I bop my head and quake inside, dreading my turn. Will I have to rap about the sheep and goats and cows in Fernmere? I swig Thunderbird and pass the bottle to Debra. I’m preparing to pretend I that I’m suddenly too mashed up to even speak, so that I can get out of this. But when it’s my turn to rhyme, everyone acts like I’m not really there.
This is how I dreamed life in London would be. It does not occur to me that there may be more involved in being black than tearing around south London, stealing. I am in love. Not in love with a bloke but with this lifestyle I’ve found where we speak our own language made up of Americanisms and phrases plucked from rap verses. Where we listen to hip-hop from a.m. to p.m., and we own twenty pairs of Nikes and Adidas each. And we make believe we have links to New York and talk about hip-hop’s birthplace, the South Bronx, like we’ve been there.
In years to come I will meet many of the men, and women, whose voices and stories, whose poetry, so inspired me and gave me such hope and meaning, such a rich sense of connectedness. Rakim and LL Cool J and MC Lyte and Run DMC and Big Daddy Kane. I will travel to New York to interview them for magazines and I will sit opposite or beside them, pretending to be cool and composed while inside I am silently screaming, I made it! I did it!

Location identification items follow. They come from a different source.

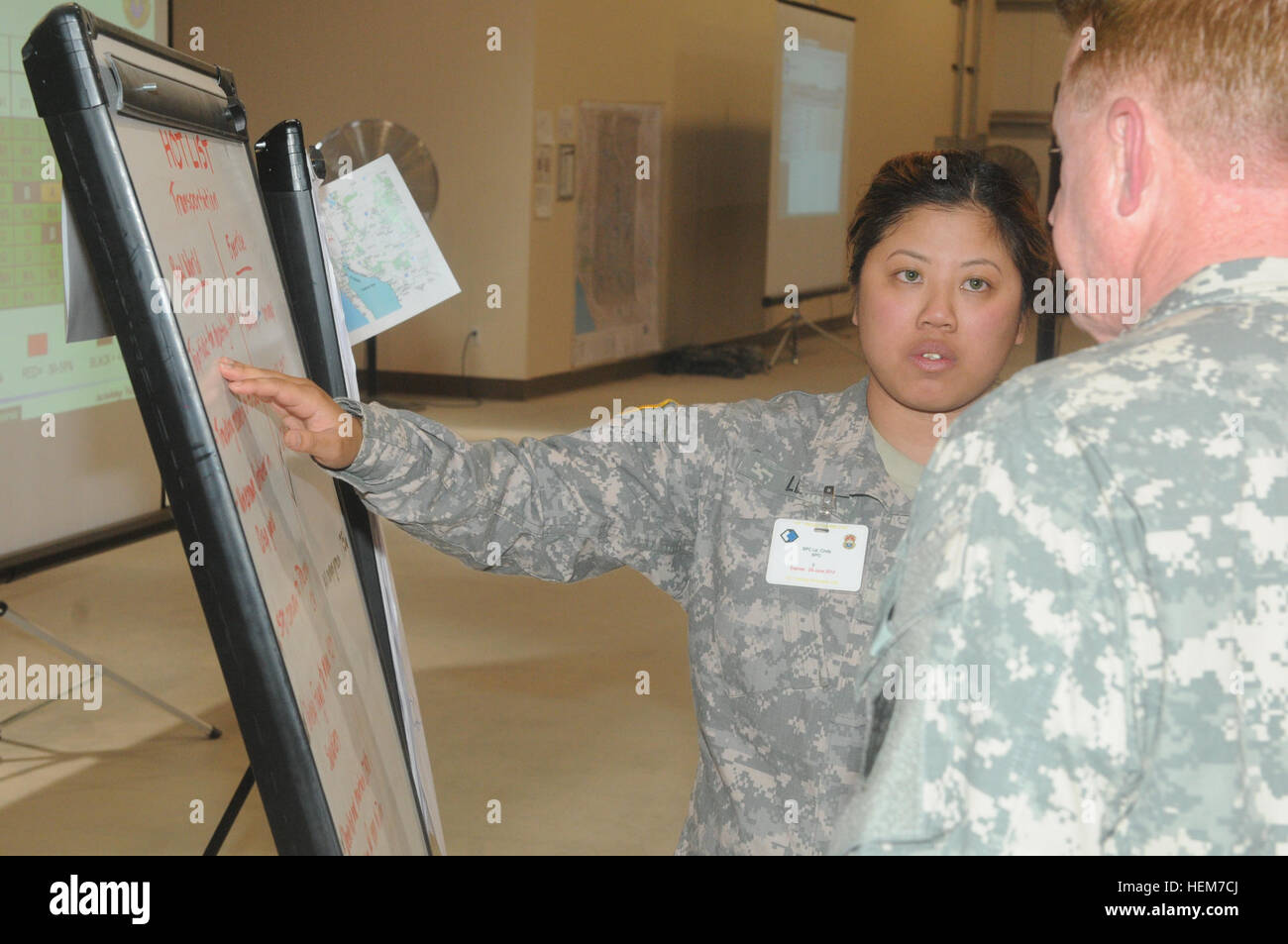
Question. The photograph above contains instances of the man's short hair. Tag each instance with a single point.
(1218, 69)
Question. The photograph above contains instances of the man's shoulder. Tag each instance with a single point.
(1175, 365)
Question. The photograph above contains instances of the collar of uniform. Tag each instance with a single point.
(842, 454)
(1229, 281)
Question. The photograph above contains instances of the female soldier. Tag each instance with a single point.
(774, 528)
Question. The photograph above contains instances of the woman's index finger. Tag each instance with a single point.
(279, 390)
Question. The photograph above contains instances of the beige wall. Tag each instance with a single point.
(711, 63)
(421, 63)
(708, 63)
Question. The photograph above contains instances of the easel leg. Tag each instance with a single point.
(226, 822)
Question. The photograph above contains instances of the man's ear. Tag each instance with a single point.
(1129, 153)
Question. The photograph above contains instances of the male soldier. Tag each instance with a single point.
(1104, 540)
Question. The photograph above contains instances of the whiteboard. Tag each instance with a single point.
(201, 213)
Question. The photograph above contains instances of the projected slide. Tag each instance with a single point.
(39, 371)
(809, 205)
(810, 140)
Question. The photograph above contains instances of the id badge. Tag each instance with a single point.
(823, 556)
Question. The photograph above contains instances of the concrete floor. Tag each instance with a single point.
(527, 687)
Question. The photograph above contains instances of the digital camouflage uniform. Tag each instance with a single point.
(1108, 533)
(772, 666)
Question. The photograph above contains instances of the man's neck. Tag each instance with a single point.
(1210, 228)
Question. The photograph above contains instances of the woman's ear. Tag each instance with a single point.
(1019, 333)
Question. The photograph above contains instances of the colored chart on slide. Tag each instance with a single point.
(39, 371)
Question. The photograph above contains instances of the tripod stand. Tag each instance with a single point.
(793, 325)
(33, 630)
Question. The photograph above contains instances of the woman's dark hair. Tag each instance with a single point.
(962, 178)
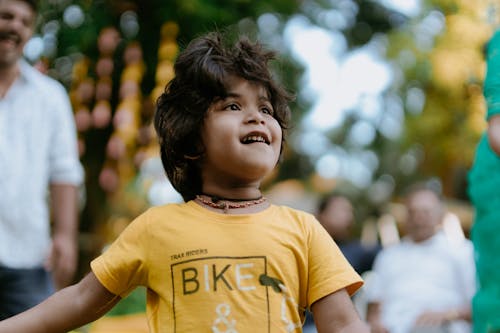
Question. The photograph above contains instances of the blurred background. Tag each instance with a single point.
(388, 92)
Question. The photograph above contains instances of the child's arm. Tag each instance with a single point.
(69, 308)
(336, 313)
(494, 133)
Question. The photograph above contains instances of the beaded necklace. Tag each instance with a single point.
(226, 204)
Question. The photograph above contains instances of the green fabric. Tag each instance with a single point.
(492, 80)
(484, 191)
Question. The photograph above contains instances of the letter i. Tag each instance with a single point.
(207, 279)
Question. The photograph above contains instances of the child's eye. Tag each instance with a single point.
(267, 110)
(232, 107)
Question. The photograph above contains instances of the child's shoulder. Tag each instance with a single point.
(295, 213)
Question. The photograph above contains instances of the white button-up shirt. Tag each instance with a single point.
(410, 278)
(37, 147)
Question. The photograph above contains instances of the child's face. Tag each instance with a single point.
(242, 139)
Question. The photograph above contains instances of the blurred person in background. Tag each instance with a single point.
(336, 214)
(426, 282)
(38, 152)
(484, 183)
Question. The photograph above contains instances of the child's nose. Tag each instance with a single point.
(255, 116)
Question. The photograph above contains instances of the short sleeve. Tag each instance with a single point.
(329, 270)
(123, 266)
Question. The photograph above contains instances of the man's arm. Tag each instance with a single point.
(494, 133)
(63, 257)
(336, 313)
(67, 309)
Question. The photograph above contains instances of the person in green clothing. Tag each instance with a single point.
(484, 183)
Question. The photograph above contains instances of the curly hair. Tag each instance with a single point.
(202, 72)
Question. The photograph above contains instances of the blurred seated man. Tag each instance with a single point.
(426, 282)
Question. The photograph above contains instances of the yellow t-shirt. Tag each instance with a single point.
(212, 272)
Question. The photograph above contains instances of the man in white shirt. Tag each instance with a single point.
(426, 282)
(38, 152)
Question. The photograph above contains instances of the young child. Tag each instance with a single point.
(226, 260)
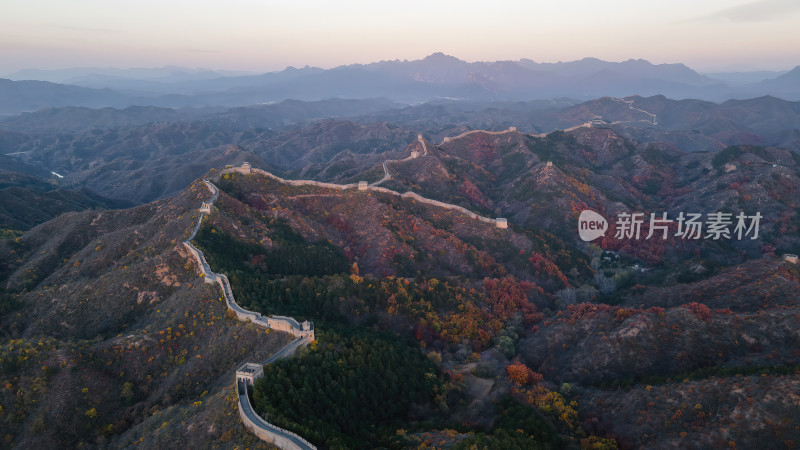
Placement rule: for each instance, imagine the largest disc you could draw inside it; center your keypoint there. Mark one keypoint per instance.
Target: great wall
(249, 372)
(303, 332)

I still don’t look as fly as my peers and that’s mainly because of my hair, which I don’t have the money to get sorted out just yet. My nickname’s ‘Pickyhead’ – not really a good start. The rest of the girls in our crew wear asymmetrical straightened hairstyles like Salt-N-Pepa’s. I try to keep up. I’ve got the huge rectangular fake gold door-knockers dangling from my ears. And I wear the home-made trousers shaped like MC Hammer’s parachute pants that the b-girls all wear. The ones made from African material scammed from Brixton market that someone’s mum runs up on her sewing machine. Elastic bands looped around the ankles and then the trousers billow out in the wind.